Please refer to FIG. 1 which is a schematic block diagram illustrating a typical internal structure of a personal computer in communication with an external network. The personal computer includes a microprocessor 10, a north bridge chip 11, a south bridge chip 12, a memory 111 and a network interface card 121. The memory 111 is connected to the north bridge chip 11. The network interface card 121 is connected to the north bridge chip 11 via a peripheral component interconnect (PCI) bus.

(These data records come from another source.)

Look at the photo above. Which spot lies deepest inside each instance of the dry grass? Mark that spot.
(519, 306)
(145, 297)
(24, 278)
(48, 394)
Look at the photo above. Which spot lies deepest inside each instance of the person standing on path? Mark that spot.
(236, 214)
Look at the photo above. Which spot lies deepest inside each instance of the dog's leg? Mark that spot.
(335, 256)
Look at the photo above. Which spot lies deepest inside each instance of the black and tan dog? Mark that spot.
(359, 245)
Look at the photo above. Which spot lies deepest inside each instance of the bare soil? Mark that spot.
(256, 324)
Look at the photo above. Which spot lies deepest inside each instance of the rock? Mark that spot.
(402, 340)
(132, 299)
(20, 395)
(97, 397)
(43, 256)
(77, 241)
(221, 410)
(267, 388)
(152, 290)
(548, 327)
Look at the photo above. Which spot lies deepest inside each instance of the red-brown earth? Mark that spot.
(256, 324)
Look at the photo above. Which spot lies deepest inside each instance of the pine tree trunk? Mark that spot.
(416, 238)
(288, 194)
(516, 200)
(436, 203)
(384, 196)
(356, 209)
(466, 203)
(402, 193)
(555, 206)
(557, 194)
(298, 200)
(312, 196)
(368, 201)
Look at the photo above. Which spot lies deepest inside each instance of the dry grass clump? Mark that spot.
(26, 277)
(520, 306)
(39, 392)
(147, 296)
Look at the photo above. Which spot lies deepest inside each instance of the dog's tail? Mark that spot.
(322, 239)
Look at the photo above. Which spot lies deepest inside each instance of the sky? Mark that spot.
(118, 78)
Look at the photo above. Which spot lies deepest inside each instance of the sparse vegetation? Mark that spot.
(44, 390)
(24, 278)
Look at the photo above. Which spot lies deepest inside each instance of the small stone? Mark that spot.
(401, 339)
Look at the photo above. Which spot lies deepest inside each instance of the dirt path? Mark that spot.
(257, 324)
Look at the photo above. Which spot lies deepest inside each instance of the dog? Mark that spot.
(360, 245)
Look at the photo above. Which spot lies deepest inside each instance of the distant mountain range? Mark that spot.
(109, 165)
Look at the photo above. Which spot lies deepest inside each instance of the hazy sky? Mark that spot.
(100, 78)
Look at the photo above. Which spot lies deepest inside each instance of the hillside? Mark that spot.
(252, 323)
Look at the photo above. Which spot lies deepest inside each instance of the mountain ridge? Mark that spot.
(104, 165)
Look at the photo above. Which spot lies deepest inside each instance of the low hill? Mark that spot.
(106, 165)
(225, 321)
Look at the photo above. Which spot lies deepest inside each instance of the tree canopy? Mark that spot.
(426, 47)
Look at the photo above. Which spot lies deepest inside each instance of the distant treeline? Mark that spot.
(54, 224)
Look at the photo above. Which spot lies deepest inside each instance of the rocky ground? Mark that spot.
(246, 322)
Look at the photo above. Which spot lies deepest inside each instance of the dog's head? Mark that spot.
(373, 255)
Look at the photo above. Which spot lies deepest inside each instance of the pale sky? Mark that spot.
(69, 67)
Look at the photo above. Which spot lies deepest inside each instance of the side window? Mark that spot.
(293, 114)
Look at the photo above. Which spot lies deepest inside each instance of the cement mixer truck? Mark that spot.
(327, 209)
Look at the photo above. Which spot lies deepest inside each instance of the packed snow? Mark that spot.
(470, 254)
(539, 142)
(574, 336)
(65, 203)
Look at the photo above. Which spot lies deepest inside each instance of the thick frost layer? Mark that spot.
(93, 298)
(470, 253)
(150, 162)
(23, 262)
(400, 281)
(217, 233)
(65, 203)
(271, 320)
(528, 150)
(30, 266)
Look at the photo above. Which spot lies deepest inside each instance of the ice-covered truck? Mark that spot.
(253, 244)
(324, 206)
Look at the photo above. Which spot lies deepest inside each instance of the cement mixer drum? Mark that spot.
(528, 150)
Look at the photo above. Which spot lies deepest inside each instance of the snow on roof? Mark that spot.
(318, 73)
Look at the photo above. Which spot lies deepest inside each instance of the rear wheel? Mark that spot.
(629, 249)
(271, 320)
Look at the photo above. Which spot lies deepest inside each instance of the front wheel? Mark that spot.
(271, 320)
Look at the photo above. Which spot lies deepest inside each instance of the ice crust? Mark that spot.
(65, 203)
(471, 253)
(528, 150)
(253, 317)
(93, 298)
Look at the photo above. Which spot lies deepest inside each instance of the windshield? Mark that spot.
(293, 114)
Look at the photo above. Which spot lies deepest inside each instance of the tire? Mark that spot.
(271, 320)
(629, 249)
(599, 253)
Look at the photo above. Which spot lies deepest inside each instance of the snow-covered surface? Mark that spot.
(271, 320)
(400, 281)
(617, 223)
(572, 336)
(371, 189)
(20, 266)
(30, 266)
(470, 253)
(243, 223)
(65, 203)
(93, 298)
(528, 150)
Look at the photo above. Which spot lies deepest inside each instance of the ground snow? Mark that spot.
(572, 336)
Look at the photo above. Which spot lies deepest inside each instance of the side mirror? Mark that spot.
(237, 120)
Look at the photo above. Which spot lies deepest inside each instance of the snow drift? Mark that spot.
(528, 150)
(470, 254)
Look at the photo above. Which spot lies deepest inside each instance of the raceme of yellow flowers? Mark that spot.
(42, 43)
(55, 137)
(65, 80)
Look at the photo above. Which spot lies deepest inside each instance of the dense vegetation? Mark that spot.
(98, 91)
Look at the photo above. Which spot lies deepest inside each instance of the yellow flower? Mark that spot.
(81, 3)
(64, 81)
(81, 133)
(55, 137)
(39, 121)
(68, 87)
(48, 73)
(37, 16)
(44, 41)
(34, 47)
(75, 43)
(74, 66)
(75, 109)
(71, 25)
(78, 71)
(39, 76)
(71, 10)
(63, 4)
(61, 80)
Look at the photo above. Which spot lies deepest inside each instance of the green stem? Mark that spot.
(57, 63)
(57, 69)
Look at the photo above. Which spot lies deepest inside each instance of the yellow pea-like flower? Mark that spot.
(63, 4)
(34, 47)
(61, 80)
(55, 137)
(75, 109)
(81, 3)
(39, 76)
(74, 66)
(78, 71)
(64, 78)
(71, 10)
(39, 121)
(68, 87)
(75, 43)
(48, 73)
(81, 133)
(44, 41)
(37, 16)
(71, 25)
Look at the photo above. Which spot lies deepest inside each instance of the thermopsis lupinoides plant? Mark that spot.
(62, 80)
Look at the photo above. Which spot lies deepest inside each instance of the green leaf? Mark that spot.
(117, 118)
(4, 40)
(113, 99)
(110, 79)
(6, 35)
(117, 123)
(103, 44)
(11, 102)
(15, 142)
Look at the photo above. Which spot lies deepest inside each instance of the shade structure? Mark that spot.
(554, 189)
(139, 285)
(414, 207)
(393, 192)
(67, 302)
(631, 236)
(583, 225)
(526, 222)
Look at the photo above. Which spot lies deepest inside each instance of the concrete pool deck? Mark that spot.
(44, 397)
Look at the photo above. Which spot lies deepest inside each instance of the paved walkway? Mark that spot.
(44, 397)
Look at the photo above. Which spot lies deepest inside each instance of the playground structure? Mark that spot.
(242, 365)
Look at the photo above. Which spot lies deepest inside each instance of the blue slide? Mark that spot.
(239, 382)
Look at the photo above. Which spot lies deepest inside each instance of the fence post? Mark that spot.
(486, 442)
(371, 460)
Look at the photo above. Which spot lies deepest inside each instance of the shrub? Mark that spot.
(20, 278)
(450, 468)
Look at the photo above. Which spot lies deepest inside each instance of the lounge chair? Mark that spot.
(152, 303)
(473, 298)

The network interface card 121 includes a media access controller (MAC) 1211 and a physical layer device (PHY) 1212. In some configurations, the MAC 1211 could be directly integrated into the south bridge chip 12. The PHY 1212 is used for connecting to an external network.
When transceiving data packets, the MAC 1211 issues interrupt signals to the microprocessor 10 for interrupting hardware. The microprocessor 10 suspends the proceeding job to perform an interrupt service routine (ISR) for the driver of the MAC 1211. FIG. 2A is a schematic waveform diagram illustrating concerned signals of the MAC 1211 and its driver when receiving data packets. When the data receiving signal RxDV is at a high level, it represents that the MAC is receiving data packets. When the data receiving signal RxDV switches from the high level to a low level, it represents that one data packet is completely received. Meanwhile, the interrupt signal INTA is outputted as a low-level pulse signal and the register value of the perfect Rx interrupt mask (PRXM) is switched from logic “1” into logic “0”. The microprocessor 10 proceeds the ISR and the defer procedure code (DPC) operations in response to the interrupt signal INTA to allow the operating system (OS) to process the data packet, which is received by the MAC 1211 and stored in the memory 111, and release the occupied memory space. After finishing the DPC operation, a section of program codes EnableINT is executed to recover the mask for the register value of the PRXM from logic “0” back to logic “1”. Thus, another interrupt signal can be generated upon completing receiving the data packet.
FIG. 2B is a schematic waveform diagram illustrating concerned signals of the MAC 1211 and its driver when transmitting out data packets. When the data transmitting signal TxDV is at a high level, it represents that the MAC is transmitting out data packets. When the data transmitting signal TxDV switches from the high level to a low level, it represents that the transmission of one data packet is finished. Meanwhile, the interrupt signal INTA is outputted as a low-level pulse signal, and the register value of the perfect Tx interrupt mask (PTXM) is switched from logic “1” into logic “0”. The microprocessor 10 proceeds the ISR and the defer procedure code (DPC) operations to allow the operating system (OS) to free the memory space occupied by the transmitted data packet. After finishing the DPC operation, likewise, a section of program codes EnableINT is executed to recover the mask for the register value of the PTXM form logic “0” back to logic “1”. Thus, another interrupt signal can be generated when finishing a new the data packet transmission.
As shown in FIGS. 2A and 2B, the MAC 1211 asserts the interrupt signal, i.e. INTA of the low-level pulse signal, whenever one data packet is received or transmitted. It results in that the operation resource of the microprocessor 10 is frequently occupied. In addition, particularly for the wideband network, the data flow between the system and the MAC is huge. Hence, the microprocessor is frequently interrupted, so the operation resource of the microprocessor 10 will be frequently occupied to deteriorate the performance of the system. Moreover, in some operating systems, a hang-up situation is likely to occur due to frequent hardware interruption.
Therefore, the purpose of the present invention is to timely generate an interrupt signal so as to deal with the above situations encountered in the prior art.